Startup GoldieBlox, which makes educational toys for young girls, is no stranger to the spotlight.
The Oakland, Calif.-based company, led by Stanford engineer Debbie Sterling, is one of four finalists in the running to win a Super Bowl ad through Intuit’s Small Business Big Game competition.
And it’s the same toy maker that has captured the attention of millions with its self-made viral ads. An online video the company released last week featuring a parody of the popular 1986 Beastie Boys song “Girls” received more than 8 million views on Youtube. The GoldieBlox version rewrites the original lyrics "do the dishes ... to do the laundry ... to clean up my room" into ones promoting the empowerment of girls.
But the Beastie Boys didn’t approve of the song’s use, and now a lawsuit is in the works – and the plaintiff may come as a surprise. On Nov. 21, GoldieBlox sued the Beastie Boys to “vindicate the rights” of the company to use its version of the song.
Since the suit was filed, the two surviving members of the Beastie Boys, Mike Diamond and Adam Horovitz, issued an open letter that states:
Like many of the millions of people who have seen your toy commercial “GoldieBlox, Rube Goldberg & the Beastie Boys,” we were very impressed by the creativity and the message behind your ad.
We strongly support empowering young girls, breaking down gender stereotypes and igniting a passion for technology and engineering.
As creative as it is, make no mistake, your video is an advertisement that is designed to sell a product, and long ago, we made a conscious decision not to permit our music and/or name to be used in product ads.
When we tried to simply ask how and why our song “Girls” had been used in your ad without our permission, YOU sued US.

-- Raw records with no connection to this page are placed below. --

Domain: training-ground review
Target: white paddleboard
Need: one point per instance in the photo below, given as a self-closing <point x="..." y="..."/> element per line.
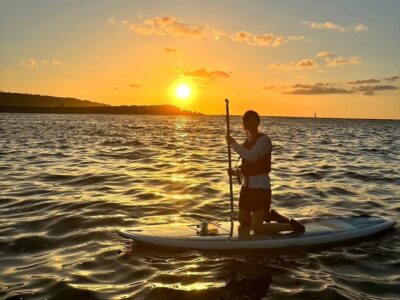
<point x="226" y="236"/>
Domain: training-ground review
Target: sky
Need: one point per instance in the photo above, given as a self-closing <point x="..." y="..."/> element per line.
<point x="281" y="58"/>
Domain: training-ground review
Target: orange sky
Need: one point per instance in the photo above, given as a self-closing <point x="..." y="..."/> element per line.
<point x="276" y="58"/>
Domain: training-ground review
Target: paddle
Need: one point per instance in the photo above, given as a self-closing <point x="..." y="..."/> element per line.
<point x="228" y="129"/>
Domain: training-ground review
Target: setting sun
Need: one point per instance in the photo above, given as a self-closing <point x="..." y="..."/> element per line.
<point x="183" y="91"/>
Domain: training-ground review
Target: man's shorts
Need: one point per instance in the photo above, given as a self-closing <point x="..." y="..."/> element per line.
<point x="255" y="199"/>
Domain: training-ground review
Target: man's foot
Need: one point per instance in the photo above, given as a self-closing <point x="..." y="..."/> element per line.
<point x="297" y="226"/>
<point x="275" y="216"/>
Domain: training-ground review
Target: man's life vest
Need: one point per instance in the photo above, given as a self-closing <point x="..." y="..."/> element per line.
<point x="261" y="166"/>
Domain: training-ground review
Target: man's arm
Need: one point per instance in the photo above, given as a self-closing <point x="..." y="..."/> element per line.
<point x="262" y="147"/>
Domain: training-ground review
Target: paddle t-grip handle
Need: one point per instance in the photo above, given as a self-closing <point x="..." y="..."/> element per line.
<point x="228" y="130"/>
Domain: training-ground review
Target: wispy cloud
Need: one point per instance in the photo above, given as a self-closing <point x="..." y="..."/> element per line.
<point x="204" y="73"/>
<point x="169" y="25"/>
<point x="263" y="40"/>
<point x="31" y="62"/>
<point x="171" y="51"/>
<point x="325" y="54"/>
<point x="352" y="60"/>
<point x="372" y="89"/>
<point x="394" y="77"/>
<point x="242" y="36"/>
<point x="6" y="72"/>
<point x="316" y="89"/>
<point x="360" y="28"/>
<point x="363" y="81"/>
<point x="56" y="61"/>
<point x="111" y="20"/>
<point x="364" y="86"/>
<point x="299" y="65"/>
<point x="135" y="85"/>
<point x="335" y="27"/>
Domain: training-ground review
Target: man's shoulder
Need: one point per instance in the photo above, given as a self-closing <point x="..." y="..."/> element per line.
<point x="264" y="137"/>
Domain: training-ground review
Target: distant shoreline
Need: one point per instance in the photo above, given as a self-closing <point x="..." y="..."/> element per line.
<point x="119" y="110"/>
<point x="116" y="110"/>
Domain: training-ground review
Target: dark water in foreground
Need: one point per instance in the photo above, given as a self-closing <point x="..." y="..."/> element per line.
<point x="69" y="182"/>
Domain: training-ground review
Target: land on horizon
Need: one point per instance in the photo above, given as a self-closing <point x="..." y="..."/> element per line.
<point x="28" y="103"/>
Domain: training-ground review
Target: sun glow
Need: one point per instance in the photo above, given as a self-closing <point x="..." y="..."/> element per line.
<point x="183" y="91"/>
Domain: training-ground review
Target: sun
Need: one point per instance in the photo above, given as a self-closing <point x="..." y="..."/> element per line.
<point x="183" y="91"/>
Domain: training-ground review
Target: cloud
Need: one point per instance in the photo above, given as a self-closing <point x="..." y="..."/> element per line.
<point x="6" y="72"/>
<point x="360" y="28"/>
<point x="317" y="89"/>
<point x="325" y="54"/>
<point x="333" y="26"/>
<point x="169" y="25"/>
<point x="352" y="60"/>
<point x="362" y="81"/>
<point x="263" y="40"/>
<point x="299" y="65"/>
<point x="371" y="89"/>
<point x="29" y="62"/>
<point x="324" y="25"/>
<point x="392" y="78"/>
<point x="134" y="85"/>
<point x="171" y="51"/>
<point x="35" y="62"/>
<point x="241" y="36"/>
<point x="111" y="20"/>
<point x="207" y="74"/>
<point x="56" y="61"/>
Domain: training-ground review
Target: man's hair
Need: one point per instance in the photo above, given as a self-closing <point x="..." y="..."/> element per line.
<point x="251" y="116"/>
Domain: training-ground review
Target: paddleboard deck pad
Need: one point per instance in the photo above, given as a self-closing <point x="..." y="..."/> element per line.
<point x="227" y="236"/>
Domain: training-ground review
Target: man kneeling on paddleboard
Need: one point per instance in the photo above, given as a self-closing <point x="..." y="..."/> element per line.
<point x="255" y="194"/>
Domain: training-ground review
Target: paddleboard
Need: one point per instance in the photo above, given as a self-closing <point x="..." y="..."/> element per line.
<point x="227" y="236"/>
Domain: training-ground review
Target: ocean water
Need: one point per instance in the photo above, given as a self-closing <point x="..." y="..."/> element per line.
<point x="69" y="182"/>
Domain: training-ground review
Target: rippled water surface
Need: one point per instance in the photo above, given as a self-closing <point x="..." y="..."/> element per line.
<point x="69" y="182"/>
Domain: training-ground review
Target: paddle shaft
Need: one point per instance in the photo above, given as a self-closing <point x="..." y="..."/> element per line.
<point x="228" y="130"/>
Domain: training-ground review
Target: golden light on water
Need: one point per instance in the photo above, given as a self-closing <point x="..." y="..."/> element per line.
<point x="182" y="92"/>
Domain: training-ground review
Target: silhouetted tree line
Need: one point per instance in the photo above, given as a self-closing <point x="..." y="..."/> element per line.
<point x="30" y="103"/>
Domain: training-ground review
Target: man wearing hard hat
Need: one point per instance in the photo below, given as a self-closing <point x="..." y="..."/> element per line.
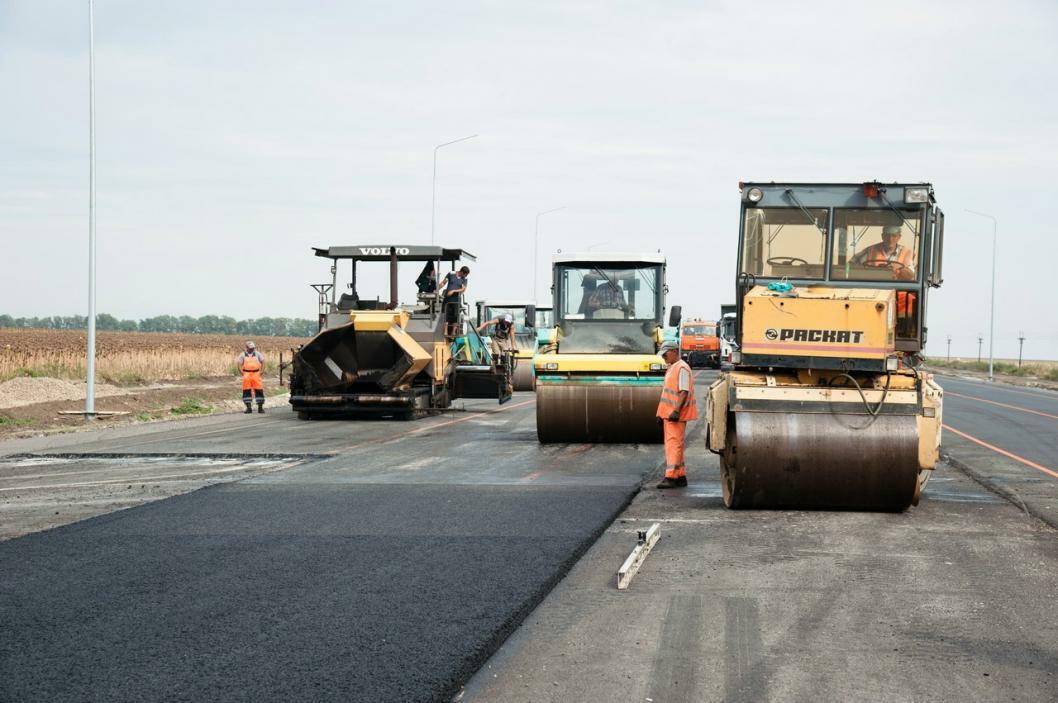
<point x="251" y="365"/>
<point x="503" y="337"/>
<point x="675" y="410"/>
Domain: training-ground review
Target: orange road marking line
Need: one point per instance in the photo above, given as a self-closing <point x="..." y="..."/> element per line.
<point x="1003" y="404"/>
<point x="1003" y="452"/>
<point x="431" y="427"/>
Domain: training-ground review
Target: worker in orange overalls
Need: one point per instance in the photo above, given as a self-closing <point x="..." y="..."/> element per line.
<point x="251" y="365"/>
<point x="890" y="253"/>
<point x="675" y="410"/>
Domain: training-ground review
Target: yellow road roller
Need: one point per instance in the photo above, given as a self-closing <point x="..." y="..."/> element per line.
<point x="598" y="374"/>
<point x="825" y="404"/>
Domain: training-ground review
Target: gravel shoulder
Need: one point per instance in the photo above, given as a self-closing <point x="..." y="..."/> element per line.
<point x="30" y="407"/>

While GoldieBlox’s lawsuit may seem peculiar, attorney Jon Moskin, an intellectual property partner with the law firm Foley & Lardner, says U.S. law permits companies under reasonable threat of litigation to file a pre-emptive suit.
“The company may have invested a substantial amount of money in a new product, for example, and be threatened with claims … it puts a cloud over the company’s business plan, and customers may not want to carry a product if they feel it’s infringing,” says Moskin. By filing a suit pre-emptively, he says businesses are able to actively pursue a solution, rather than waiting to get hit with a lawsuit.
He says taking pre-emptive action also gives companies the home-court advantage, so to speak, as the defendant is forced to travel to the state in which the suit is filed in. While some of the defendants named, including Island Def Jam, are also based in California, Horovitz is identified in the suit as a resident of New York City.
Moskin says GoldieBlox doesn’t have a particularly strong case.
While the “fair use” rule allows people to use copyrighted material for the purpose of education, criticism, parody or public dialogue, Moskin says the fact that the GoldieBlox’s version of the song is being used explicitly to help sell a toy set doesn’t help the company’s argument.
“If they’d been doing this purely for educational purpose – it would certainly help them,” says Moskin. He says precedents on the books in California suggest that the law will view the Beastie Boys’ side more favorably.
However, the company may have already won in its own court of opinion, he says.
“The fact that you’re calling me, and that they are getting a lot of publicity from this – they may have made a calculated decision that the cost of the suit [is justified],” says Moskin. GoldieBlox declined to comment for this article.